I stared up at him, unable to believe the words coming out of his mouth. My voice shook. "That's my question to ask, not yours. Tomasso, I'm carrying your child. And while I was sleeping, you were in there with another woman. Have you no shame at all?"

The words came out louder than I intended, and somewhere down the hall a door closed softly. Another soldier, disappearing. Another witness choosing blindness. The compound breathed around us, full of men who would kill on Tomasso's order, and not one of them would meet my eyes in the morning.

"Giovanna, don't overthink this. Catarina's husband is dead. She hasn't had any intimacy in a long time. I was just helping her out. It's perfectly normal, isn't it?" He softened his tone like he was coaxing a child, the same voice he used when he wanted a capo to accept a bad deal without realizing it. Measured. Warm. Utterly false. "Relax. There's nothing between us beyond this. You're my wife. You always will be. Be good. Don't get upset. It's bad for the baby."

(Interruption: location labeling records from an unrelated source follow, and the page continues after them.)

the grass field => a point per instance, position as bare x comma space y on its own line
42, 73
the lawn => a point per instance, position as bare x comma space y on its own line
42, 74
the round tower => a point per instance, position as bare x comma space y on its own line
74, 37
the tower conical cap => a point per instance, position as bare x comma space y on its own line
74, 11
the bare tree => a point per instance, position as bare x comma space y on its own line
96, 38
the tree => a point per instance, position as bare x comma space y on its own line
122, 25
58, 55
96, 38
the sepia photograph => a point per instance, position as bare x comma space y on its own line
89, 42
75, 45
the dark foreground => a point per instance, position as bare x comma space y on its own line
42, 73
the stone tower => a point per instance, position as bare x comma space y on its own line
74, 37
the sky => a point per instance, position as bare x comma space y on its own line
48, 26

"He's right, Giovanna." Catarina drifted out in her nightgown, her voice dripping with sweetness. The hallway light fell across her throat and collarbone, and the marks there were vivid, unmistakable. She stood beside my husband in the corridor of my home as though she had been standing there for years. "Tomasso and I are just taking care of a physical need, that's all. I swear it won't affect your marriage. As long as he's willing to look after me and my child going forward, I'll be perfectly content."

She tilted her chin up and smiled. "Really. I would never try to steal him from you. I know the one he truly loves is you."

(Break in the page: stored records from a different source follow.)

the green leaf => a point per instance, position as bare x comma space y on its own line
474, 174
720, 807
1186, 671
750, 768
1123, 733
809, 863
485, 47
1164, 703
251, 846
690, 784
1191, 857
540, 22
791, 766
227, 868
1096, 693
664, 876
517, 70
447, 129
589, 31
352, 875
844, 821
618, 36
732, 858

The hickeys on her neck and chest burned into my vision like needles, the pain driving straight from my eyes down into the pit of my stomach. I thought of the code Tomasso had invoked to bring her here. The sacred obligation. The honor of the fratellanza. And I thought of how easily sacred things could be hollowed out and worn as masks by people who had no use for them except as shields.

I looked at the two of them standing there, and I couldn't form a single word.